The first trailer was released during the 2002 Kids' Choice Awards. They showed segments on Nickelodeon called "Backyard Players" where kids would play Arnold, Gerald, and Helga and act out scenes from the film. There was a contest held for a lucky winner to be Arnold for a day and go to the film's premiere. The song "2-Way" by Lil' Romeo, featuring Master P, was used to help promote the movie.
Hey Arnold!: The Movie was Nickelodeon's first animated feature to receive a PG rating from the Motion Picture Association of America (MPAA) for thematic elements.
Opening on June 28, 2002 in the United States, the film grossed over $15 million worldwide on a budget of $3 million. The film grossed $5.7 million from 2,500 theaters on its opening weekend, ranking sixth in the box office and second in the week's new releases, behind Mr. Deeds. The film grossed $13.7 million domestically and $1.5 million internationally for a worldwide total of $15.2 million.

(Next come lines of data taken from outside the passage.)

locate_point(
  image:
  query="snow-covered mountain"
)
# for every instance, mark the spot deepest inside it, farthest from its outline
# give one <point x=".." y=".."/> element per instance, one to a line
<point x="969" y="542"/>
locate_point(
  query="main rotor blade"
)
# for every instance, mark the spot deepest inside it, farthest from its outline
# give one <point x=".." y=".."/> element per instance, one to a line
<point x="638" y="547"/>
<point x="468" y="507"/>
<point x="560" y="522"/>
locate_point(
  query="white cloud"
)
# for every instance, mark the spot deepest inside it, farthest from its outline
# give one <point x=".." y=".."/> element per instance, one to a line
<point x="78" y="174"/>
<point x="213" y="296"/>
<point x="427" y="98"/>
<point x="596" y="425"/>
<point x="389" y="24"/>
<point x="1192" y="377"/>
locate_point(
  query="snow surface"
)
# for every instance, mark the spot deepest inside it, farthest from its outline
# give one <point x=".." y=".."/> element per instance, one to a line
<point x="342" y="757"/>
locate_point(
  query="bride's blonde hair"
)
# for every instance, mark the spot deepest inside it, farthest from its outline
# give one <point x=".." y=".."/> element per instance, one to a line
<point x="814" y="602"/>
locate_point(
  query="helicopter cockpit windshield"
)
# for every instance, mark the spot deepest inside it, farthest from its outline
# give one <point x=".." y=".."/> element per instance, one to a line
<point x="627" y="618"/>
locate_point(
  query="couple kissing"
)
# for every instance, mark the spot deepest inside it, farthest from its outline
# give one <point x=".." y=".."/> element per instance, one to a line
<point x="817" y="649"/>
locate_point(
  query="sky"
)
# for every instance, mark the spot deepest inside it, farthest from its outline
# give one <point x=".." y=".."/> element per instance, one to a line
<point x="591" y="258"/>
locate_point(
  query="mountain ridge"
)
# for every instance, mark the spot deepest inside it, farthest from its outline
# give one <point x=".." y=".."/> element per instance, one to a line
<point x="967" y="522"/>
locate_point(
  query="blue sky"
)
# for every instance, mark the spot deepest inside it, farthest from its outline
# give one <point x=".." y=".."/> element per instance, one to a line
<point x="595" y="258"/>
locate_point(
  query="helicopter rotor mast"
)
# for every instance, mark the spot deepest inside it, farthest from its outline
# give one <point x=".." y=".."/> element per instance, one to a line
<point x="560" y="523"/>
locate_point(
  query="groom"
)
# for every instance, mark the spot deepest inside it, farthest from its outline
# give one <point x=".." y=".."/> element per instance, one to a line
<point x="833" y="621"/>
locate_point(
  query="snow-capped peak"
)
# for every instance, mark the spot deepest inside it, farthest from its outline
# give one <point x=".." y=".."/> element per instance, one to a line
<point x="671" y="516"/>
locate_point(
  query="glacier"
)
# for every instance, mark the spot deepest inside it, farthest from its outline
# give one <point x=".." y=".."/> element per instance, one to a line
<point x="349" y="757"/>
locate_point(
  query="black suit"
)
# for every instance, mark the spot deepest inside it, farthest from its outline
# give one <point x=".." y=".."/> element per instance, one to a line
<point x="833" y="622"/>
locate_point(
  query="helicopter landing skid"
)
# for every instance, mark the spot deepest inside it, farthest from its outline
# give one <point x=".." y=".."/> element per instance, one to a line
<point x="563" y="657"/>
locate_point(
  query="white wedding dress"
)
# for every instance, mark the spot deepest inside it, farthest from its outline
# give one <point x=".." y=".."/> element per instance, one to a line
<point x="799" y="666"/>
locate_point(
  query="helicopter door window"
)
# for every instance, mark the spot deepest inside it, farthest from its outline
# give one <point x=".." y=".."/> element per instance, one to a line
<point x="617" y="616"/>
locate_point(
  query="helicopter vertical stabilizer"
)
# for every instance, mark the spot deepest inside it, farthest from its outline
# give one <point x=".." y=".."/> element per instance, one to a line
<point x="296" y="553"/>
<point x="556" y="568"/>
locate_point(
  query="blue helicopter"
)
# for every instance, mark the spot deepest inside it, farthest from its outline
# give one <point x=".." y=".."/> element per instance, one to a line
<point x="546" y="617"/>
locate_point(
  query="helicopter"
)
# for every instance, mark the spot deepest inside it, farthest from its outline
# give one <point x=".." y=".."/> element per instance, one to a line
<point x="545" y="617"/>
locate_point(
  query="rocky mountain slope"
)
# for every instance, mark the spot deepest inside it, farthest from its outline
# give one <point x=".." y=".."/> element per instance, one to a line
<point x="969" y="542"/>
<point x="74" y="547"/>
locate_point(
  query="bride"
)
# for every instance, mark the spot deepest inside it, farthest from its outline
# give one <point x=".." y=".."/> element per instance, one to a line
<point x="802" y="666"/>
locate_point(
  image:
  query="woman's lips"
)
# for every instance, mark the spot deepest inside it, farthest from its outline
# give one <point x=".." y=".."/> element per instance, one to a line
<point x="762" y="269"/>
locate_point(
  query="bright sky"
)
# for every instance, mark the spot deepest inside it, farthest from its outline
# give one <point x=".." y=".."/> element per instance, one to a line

The film received mixed to negative reviews. It scored a 29% approval rating on Rotten Tomatoes based on 78 reviews with the following critical consensus: "Bland, unoriginal and lacking the wit of the TV series, Hey Arnold! is a 30-minute cartoon stretched beyond its running time." Metacritic recorded a score of 47/100 based on 23 reviews, indicating "Mixed or average reviews". The film received some positive reviews such as those at the New York Post, the San Francisco Chronicle and Entertainment Weekly.
The film was released on VHS and DVD on December 31, 2002 (New Year's Eve); its special features consisted of only the theatrical trailer and an interactive game based on Charlotte's Web 2: Wilbur's Great Adventure. The film has also been available for streaming on the internet service Netflix.
THQ released a video game of the movie, exclusively for the Game Boy Advance. The game consists of five worlds, with four levels each (each including a boss on the fourth level) and the player can play as Arnold, Gerald, Grandpa, and Grandma. Helga is playable only with a cheat code found on various websites.
A direct-to-TV sequel, Hey Arnold!: The Jungle Movie, is planned to be released around November 2017.